Henoch-Schönlein purpura (HSP) nephritis complicated by crescent formation is classified as rapidly progressive glomerulonephritis and represents one of the most severe manifestations of the disease. This aggressive form demands immediate medical intervention to prevent irreversible kidney damage and improve long-term outcomes.

Understanding Crescentic HSP Nephritis

Crescents in the kidneys develop when inflammatory cells and fibrin accumulate within Bowman's space, leading to structural damage in the glomeruli. When more than 50% of glomeruli show crescentic changes, the condition progresses rapidly, often resulting in acute kidney injury. Early diagnosis through renal biopsy is crucial for initiating timely treatment.

Intensive Immunosuppressive Therapy Approaches

To combat the intense immune-mediated inflammation, a combination of powerful immunosuppressive agents—commonly referred to as triple therapy—is widely recommended. This regimen typically includes:

1. Methylprednisolone Pulse Therapy

High-dose intravenous methylprednisolone at 30 mg/kg per day for three consecutive days helps suppress acute inflammation. This pulse therapy rapidly reduces immune system overactivity and stabilizes glomerular function during the critical early phase.

2. Cyclophosphamide Treatment

Oral or intravenous cyclophosphamide at a dose of 2 mg/kg daily for two months targets abnormal immune cell proliferation. It plays a key role in preventing further autoimmune attacks on the kidneys and is especially effective in severe crescentic cases.

3. Dipyridamole for Antiplatelet and Immunomodulatory Effects

Dipyridamole, administered at 5 mg/kg per day for six months, not only improves microcirculation but also exhibits anti-inflammatory properties that support kidney recovery. Its prolonged use contributes to sustained remission.

Follow-up Oral Steroid Regimen

After the initial intensive phase, patients transition to oral prednisone at 45 mg/m² per day for three months, followed by a gradual tapering schedule. This step-down approach minimizes relapse risk while allowing the body to slowly regain hormonal balance.

Plasma Exchange as an Adjunctive Option

In cases with high levels of circulating immune complexes or antibodies, plasma exchange (plasmapheresis) can be highly beneficial.

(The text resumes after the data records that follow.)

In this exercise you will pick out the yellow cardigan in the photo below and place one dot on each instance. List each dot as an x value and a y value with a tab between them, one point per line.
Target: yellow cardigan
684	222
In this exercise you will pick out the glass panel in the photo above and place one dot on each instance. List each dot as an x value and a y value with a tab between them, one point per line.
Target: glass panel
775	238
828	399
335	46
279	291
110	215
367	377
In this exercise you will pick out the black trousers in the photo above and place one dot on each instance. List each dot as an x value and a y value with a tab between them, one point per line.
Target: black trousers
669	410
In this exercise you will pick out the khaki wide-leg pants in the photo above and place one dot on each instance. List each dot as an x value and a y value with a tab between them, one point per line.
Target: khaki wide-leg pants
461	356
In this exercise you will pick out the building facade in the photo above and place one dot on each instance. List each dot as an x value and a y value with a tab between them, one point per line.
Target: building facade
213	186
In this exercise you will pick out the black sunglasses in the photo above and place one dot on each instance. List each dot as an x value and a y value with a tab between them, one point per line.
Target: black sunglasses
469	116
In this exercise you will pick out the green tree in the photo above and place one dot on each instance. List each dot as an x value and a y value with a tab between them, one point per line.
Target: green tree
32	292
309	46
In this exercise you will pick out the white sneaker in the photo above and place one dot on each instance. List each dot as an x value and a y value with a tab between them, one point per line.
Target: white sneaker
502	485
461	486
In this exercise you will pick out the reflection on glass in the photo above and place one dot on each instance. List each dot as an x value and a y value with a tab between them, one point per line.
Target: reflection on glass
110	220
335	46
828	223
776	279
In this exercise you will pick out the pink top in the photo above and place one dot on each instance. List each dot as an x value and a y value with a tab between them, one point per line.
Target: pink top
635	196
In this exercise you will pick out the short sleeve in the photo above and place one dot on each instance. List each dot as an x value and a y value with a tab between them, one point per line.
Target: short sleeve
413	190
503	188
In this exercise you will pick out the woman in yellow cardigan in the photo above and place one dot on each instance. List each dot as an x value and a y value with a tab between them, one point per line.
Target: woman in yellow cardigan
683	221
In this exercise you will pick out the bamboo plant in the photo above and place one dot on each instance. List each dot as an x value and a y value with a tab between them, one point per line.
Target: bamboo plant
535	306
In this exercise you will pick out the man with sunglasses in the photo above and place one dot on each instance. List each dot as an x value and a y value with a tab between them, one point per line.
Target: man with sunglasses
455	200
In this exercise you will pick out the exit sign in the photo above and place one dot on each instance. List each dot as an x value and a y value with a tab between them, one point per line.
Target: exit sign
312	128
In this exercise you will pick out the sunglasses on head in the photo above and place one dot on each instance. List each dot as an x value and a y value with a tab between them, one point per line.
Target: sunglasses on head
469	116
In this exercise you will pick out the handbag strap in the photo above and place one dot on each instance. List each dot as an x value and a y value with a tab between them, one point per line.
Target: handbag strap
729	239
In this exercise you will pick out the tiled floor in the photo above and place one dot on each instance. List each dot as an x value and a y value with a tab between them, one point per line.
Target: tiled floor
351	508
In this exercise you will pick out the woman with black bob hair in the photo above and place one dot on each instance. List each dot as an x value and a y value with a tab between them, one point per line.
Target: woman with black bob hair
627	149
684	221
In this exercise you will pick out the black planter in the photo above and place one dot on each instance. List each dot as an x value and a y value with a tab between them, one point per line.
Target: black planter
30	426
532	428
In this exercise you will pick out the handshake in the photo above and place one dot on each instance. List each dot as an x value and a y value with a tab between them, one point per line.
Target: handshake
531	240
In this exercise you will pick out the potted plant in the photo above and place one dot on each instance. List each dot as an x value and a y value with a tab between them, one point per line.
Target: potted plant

By filtering harmful proteins and autoantibodies from the bloodstream, this procedure reduces systemic inflammation and provides additional protection to the kidneys.

Managing Acute Renal Failure: The Role of Dialysis

For patients who develop oliguria or anuria leading to acute renal failure, early initiation of dialysis is strongly advised. Peritoneal dialysis is often preferred due to its hemodynamic stability and suitability for pediatric and fragile patients. Prompt dialytic support can bridge the gap until native kidney function begins to recover.

Prognosis and Importance of Timely Intervention

Rapidly progressive HSP nephritis has a poor prognosis if left untreated. The disease evolves quickly, and without aggressive therapy, many patients face life-threatening renal failure within weeks. However, with early detection and comprehensive management—including immunosuppression, plasma exchange, and dialysis when needed—survival rates and renal outcomes significantly improve.

Crescentic HSP nephritis requires a multidisciplinary approach involving nephrologists, immunologists, and critical care specialists. Aggressive treatment protocols must be initiated promptly to halt disease progression and preserve kidney function. Awareness among clinicians and rapid access to diagnostic tools like renal biopsy are essential in turning the tide against this severe form of vasculitis-related kidney disease.